Saturday, March 22, 2008
A not quite ideal presentation of the great work.
New Complete Works of Josephus, translated by William Whiston and edited by Paul L. Maier. Kregel Publications (Grand Rapids): 1999. ISBN: 0-8254-2924-2. 1142 pages. $24.99.
It is of course pointless for me to review the works of Josephus. They are, for obvious reasons, among the Great Books. Only serious historians can presume to critique Josephus, so I will leave that up to them. William Whiston's translation, too, is the most readily available in English, so a review of it would be likewise presumptuous and unnecessary.

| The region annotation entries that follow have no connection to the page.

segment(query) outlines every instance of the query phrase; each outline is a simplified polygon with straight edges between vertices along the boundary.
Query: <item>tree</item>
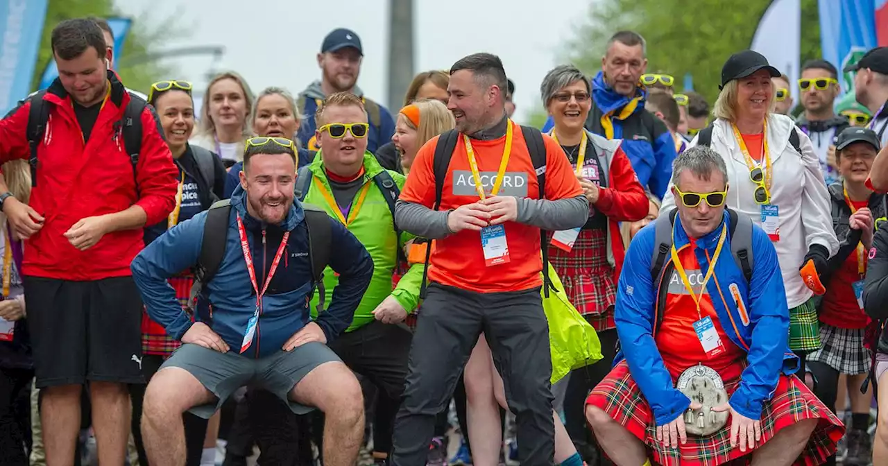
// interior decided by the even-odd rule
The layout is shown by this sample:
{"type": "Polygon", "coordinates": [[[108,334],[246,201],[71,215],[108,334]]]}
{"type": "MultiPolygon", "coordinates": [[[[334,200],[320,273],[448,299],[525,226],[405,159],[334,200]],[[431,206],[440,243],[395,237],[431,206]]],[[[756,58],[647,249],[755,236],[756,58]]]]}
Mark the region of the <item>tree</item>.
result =
{"type": "MultiPolygon", "coordinates": [[[[175,26],[172,20],[178,12],[173,12],[163,20],[154,22],[150,20],[153,14],[139,15],[139,20],[134,20],[124,43],[125,55],[141,55],[153,50],[155,45],[168,41],[172,36],[181,36],[180,28],[175,26]],[[163,29],[153,28],[150,23],[163,24],[163,29]],[[172,26],[170,26],[172,25],[172,26]]],[[[44,26],[43,38],[40,43],[40,51],[37,54],[37,66],[32,78],[32,89],[36,89],[44,70],[52,59],[52,50],[50,39],[52,28],[59,22],[71,18],[96,16],[107,18],[116,16],[119,12],[114,7],[113,0],[50,0],[46,9],[46,22],[44,26]]],[[[170,67],[157,61],[148,61],[134,66],[119,67],[117,73],[127,87],[147,93],[151,83],[164,77],[172,75],[170,67]]]]}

I will only mention that his style is slightly archaic and for that reason enjoyable, and then move on to discussing the Kregel edition specifically.
The Kregel hardback edition of Josephus's complete works appears to be well constructed; it withstood the abuse I gave it during this reading, the paper is opaque and of a good weight, and the text, though not exactly large, is no smaller than what can be found in a typical well-printed Bible. On the whole, it is a handsome edition (though shame on Ragont Design's cover art).

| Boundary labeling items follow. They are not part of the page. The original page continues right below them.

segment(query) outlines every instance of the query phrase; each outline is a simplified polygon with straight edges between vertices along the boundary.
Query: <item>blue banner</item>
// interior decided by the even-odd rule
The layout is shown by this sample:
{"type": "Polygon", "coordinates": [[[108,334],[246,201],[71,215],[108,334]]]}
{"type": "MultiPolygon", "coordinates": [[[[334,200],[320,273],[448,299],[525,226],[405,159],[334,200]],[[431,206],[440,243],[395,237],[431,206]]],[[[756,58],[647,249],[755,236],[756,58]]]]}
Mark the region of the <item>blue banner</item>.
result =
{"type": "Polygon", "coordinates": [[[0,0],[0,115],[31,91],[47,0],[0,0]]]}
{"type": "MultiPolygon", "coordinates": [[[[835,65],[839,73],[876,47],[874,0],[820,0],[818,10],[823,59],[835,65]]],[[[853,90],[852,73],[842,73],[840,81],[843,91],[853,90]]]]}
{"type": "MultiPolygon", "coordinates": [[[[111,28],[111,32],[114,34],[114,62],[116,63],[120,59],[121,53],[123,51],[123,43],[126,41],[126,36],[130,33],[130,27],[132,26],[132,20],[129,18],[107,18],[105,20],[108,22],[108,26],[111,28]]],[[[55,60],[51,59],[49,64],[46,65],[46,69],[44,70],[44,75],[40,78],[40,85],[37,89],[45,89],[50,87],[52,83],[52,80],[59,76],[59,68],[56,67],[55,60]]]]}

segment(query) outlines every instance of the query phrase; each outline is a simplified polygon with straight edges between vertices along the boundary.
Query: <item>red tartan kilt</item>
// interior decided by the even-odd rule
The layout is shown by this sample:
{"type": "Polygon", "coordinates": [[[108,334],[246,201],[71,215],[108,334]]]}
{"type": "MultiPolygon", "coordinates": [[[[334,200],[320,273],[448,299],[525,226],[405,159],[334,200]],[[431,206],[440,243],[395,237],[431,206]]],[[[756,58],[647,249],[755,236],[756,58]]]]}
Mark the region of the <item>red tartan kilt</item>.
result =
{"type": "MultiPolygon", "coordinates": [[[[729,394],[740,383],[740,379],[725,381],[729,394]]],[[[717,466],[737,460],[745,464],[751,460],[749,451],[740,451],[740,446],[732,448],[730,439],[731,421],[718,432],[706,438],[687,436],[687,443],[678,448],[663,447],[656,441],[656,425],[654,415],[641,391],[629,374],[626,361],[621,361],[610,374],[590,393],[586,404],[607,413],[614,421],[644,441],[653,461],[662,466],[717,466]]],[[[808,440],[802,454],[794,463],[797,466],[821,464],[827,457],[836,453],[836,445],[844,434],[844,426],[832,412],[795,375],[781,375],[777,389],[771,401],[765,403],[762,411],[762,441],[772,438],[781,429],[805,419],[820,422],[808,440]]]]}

It could, however, use some improvements. Several photographs and a few maps appear throughout, but the photos are frequently blurry and the maps are usually unhelpful. The few maps that are present are general maps that do not serve to illustrate the text or help the reader locate most of the places Josephus mentions. An edition with better photographs and more helpful maps is in order. Also, a table of figures and illustrations should appear after the table of contents to make these features easier to find.
This edition is replete with typos. I expect a few typos in a volume this size, and if I only noticed two or three, I wouldn't mention them, but I noticed typos every five or six pages. Usually, they come in the form of single incorrect letters that change whole words (such as bad for had), which in turn make hash out of Whiston's already complicated sentences.
Probably the only thing that could make this edition of Josephus more attractive than another hardback edition is Paul L. Maier's commentary. The commentary is, however, quite sparse, and Maier usually does little more than summarize Josephus's information on certain subjects. He also fails to deliver on at least one promise: the book is supposed to contain a reconstructed version of Josephus's section on Jesus (Ant. 18.63), which contains Christian interpolations. This reconstruction never appears in this volume, though Maier does present it in the appendix to his translation of the Ecclesiastical History of Eusebius.
On the whole, this is a good edition, but it needs to be more carefully edited and could benefit from a few improvements.
And that, finally and at last, ends the 2008 Lenten Nonfiction Read-a-Thon. You may now return to your pulp literature.